The Problem That Arose
Besides downtime, one problem did arise for some FreshBooks systems however. As a result of one drive’s mirrored storage hardware failure – the catalyst that started this series of events – approximately 12 hours of account activity which was logged from 12:00 AM to 12:00 PM EDT on August 29th is currently irretrievable for a small percentage of FreshBooks users. Only those systems supported by the affected hardware AND who were active (i.e. sent invoices, created invoices, updated timesheets…) between 12:00 AM to 12:00 PM EDT on August 29th were affected. The vast majority of FreshBooks users would not have had any account activity during this period. Only a small percentage were sustained by the affected hardware.
What Caused the Problem
The cause of the loss and the downtime is not yet clear. Again, our infrastructure was designed to sustain 100% uptime in this exact scenario. The problem affected a mirrored drive that sustained real-time storage for a subset of FreshBooks accounts – the ones with the irretrievable account activity. We will be working with RackSpace (our managed hosting provider) to ascertain the root cause. However, up to this point we have been focusing our efforts on making sure all our users are taken care of first, before we spend our resources finding out the specifics of the cause. So until all the facts are in, I am going to withhold further comment as to the direct cause. When we do get to the bottom of things, we will share the details.
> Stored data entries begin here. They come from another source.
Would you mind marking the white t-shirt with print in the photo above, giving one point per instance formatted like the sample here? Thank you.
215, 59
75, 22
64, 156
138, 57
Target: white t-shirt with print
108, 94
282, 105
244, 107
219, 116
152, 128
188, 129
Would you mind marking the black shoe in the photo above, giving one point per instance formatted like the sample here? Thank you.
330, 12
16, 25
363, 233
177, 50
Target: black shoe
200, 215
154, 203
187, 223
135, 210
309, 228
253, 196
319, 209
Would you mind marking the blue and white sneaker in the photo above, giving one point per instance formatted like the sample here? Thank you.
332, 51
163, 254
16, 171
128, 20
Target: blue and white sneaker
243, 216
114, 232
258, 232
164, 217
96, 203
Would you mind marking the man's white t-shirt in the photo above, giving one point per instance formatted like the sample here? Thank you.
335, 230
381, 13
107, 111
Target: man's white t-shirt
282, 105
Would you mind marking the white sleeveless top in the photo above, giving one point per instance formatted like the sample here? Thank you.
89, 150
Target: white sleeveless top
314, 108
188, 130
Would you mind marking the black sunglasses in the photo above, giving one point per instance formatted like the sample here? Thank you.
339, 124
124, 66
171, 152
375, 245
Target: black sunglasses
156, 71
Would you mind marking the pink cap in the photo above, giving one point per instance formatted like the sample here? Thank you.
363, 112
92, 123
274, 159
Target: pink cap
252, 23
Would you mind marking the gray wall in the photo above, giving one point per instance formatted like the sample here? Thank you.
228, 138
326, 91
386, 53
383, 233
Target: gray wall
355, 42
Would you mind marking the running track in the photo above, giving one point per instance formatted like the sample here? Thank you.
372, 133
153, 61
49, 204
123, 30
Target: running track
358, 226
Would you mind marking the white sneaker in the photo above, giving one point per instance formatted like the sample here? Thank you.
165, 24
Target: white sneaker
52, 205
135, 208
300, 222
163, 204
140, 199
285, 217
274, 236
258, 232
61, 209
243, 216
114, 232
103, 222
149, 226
What We Are Doing About It
In the meantime, we want to clearly acknowledge the loss. We are upgrading EVERY FreshBooks account – even those not affected – as follows:
0-3 Clients (free) – 3 extra clients
3-25 Clients (free) – 25 extra clients
26-100 Clients (free) – 50 extra clients
100+ Clients (free) – 100 extra clients
How Do You Know If You Were Affected?
1. Log into your FreshBooks account. In the news section on the home page we will tell you IF your system COULD HAVE BEEN affected. Again, if your account was not active (i.e. sent invoices, created invoices, updated timesheets…) between 12:00 AM to 12:00 PM EDT on August 29th, you would have no missing data.
2. Check your email. We are sending two different emails to all FreshBooks users: one for those accounts affected, and one for those that were not affected. Be sure to check your spam filter to be sure our email did not wind up there.
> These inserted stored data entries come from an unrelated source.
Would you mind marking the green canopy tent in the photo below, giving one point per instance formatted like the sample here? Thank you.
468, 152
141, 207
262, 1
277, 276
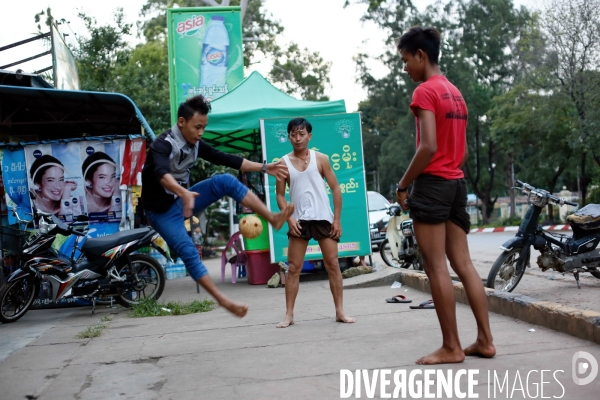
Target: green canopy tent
233, 124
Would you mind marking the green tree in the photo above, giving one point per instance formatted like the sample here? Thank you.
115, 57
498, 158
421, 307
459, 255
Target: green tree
533, 127
102, 52
476, 37
145, 79
571, 32
302, 73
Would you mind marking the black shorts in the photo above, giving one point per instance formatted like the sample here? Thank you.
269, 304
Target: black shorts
435, 200
314, 230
What to Do if Your Account was Affected
If your account was active during the window outlined above AND your system was affected, then here is a list of considerations:
1. Any invoices, support tickets and clients you created and/or edited, along with uploaded documents, timesheet hours entered, etc. will have to be re-entered.
2. Any emails to clients and/or staff for a newly created invoices and/or support tickets may contain links that will no longer function, so be sure to resend your emails when you recreate your invoices, tickets, etc.
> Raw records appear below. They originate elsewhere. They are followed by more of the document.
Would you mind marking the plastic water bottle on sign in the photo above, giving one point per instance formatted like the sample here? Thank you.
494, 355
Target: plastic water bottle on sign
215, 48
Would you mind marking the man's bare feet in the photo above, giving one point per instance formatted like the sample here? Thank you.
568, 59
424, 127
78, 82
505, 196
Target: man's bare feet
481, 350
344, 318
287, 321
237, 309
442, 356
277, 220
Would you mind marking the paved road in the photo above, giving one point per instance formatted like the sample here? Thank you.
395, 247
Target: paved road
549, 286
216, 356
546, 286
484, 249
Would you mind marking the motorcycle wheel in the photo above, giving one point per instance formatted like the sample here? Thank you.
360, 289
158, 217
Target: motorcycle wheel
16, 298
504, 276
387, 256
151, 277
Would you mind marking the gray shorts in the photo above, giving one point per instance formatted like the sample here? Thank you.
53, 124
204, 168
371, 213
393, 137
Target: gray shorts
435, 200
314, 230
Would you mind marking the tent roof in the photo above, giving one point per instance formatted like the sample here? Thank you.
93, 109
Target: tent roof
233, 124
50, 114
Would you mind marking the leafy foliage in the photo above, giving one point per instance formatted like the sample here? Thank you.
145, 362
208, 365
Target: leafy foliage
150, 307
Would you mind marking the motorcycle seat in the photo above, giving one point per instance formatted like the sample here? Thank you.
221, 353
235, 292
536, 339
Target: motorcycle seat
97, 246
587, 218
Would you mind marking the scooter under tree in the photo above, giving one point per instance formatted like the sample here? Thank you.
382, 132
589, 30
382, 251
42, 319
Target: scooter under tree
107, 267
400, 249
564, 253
3. Any successful auto-billed transactions or online payments made by your clients during that period may not be “marked as paid” any longer. You should reconcile your invoices with any payments received on Aug 29th – check your payment gateway or your PayPal account for transaction details.
Update: this just in…if you subscribe to your RSS feed of “recent activity” and you had your feed reader on yesterday, you can use your feed to see what recent activity might have been lost, and then use that activity to recreate your missing activities. Thanks to Frank P. for sending this tip along.
We Are Truly Sorry
For anyone who was inconvenienced by the interruption of service and/or irretrievable data, myself and the entire FreshBooks teams are deeply sorry. I want to extend our thanks to those of you who called and emailed to enquire about the problem. To a person, everyone was polite and understanding, which under the circumstances, was greatly appreciated by myself and the other FreshBooks staff who were hard at work bringing the service back online.
A Final Word On Timing
We spoke with many of our users by telephone and email yesterday. I personally spoke with close to one hundred. I want to apologize to you those of you to whom we reported ANY kind of status update with regards to when we EXPECTED the hardware upgrade to be complete. Throughout yesterday we were given misleading information and we were reassured the service would be back up, “in about one hour”. FreshBooks team members passed this information on – myself included – and it proved to be woefully wrong. We are incredibly sorry for sharing information that proved to be misleading and will learn from this experience.